YouTube Screenshot US national jailed in Dubai for Mock YouTube Video
Shezanne Cassim, 29, a former resident of Minnesota, who now lives in Dubai has been accused of violating UAE's latest cybercrime law, which came into effect in November 2012, a month after the video was posted. Cassim has reportedly violated Article 28 of the decree, which forbids publishing caricatures that are "liable to endanger state security and its higher interests or infringe on public order," reported The Daily Dot.
Cassim, who was arrested in April, is the first foreign national to be arrested under the new law. He has been been fined 1 million dirhams and is very likely to face jail time too. Sadly though, the disclaimer "the following events are fictional and no offence was intended to the people of Satwa and UAE" which opened the video hasn't been as effective as he had hoped.
The American State Department is said to be monitoring the case. Embassy officials have been sent to meet Cassim and attend his court hearings. The two actors in the video have also been detained.
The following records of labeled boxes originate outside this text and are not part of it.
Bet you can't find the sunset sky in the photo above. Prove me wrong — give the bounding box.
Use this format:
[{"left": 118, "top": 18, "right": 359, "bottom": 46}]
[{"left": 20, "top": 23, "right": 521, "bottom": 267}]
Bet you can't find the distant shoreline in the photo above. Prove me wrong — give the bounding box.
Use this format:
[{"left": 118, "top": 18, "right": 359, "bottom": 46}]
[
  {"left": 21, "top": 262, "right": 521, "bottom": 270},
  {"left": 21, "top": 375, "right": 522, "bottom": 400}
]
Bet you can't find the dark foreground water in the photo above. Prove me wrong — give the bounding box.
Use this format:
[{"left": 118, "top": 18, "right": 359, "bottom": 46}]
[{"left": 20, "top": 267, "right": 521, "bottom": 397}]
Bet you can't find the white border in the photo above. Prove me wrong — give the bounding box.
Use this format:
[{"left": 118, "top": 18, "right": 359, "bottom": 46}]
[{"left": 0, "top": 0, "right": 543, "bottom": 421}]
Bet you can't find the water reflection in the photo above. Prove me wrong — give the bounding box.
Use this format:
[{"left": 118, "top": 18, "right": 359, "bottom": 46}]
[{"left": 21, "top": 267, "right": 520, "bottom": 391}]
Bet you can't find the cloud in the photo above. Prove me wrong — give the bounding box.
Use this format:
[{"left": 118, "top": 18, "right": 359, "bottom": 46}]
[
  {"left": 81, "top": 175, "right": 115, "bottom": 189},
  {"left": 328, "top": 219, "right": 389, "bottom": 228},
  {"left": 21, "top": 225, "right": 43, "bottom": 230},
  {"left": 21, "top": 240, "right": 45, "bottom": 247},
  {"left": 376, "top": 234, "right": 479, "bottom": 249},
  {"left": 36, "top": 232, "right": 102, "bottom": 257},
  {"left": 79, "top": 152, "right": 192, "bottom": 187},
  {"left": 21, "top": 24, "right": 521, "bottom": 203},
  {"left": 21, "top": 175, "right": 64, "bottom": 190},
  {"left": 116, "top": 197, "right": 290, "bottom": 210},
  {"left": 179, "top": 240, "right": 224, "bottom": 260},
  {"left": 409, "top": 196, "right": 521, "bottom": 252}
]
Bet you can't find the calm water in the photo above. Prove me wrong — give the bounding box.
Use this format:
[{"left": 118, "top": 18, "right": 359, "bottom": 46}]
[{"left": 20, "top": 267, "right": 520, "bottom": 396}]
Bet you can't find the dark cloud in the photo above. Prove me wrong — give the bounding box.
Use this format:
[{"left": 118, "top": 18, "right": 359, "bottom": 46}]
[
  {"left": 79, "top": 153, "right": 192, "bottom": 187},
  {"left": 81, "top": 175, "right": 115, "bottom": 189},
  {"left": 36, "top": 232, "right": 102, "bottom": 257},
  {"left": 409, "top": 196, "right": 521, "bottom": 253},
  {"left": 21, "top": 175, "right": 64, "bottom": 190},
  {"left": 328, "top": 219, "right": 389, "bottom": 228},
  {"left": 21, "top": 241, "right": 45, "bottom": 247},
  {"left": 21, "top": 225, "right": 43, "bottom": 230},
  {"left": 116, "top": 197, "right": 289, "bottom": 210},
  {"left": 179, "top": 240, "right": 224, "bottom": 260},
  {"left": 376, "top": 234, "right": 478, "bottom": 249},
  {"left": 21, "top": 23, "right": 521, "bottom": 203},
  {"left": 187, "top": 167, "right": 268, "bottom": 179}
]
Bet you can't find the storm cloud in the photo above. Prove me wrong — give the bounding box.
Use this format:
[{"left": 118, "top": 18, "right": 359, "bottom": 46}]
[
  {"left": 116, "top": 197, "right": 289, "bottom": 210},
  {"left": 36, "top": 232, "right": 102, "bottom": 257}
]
However, the director of the Emirates Center for Human Rights, Rori Donaghy believes that the arrest is not justified. Labeling the rules "as ludicrous as they are harsh," Donaghy also explained that "defendants should be immediately released because posting a playful video about youth culture in no way endangers anyone's state security."
The UAE has often been criticized for its increasingly restrictive cybercrime policies that curb any form of dissent.
Last month, Waleed Al-Shehhi, was sentenced to two years in prison and fined 500,000 dirhams for his tweet on the mass political trial of 94 pro-democracy activists, who were allegedly linked to the Muslim Brotherhood in Egypt.
It was a closed trial and Shehhi had questioned the lack of transparency in the judicial proceeding. His tweet was construed as defaming the government.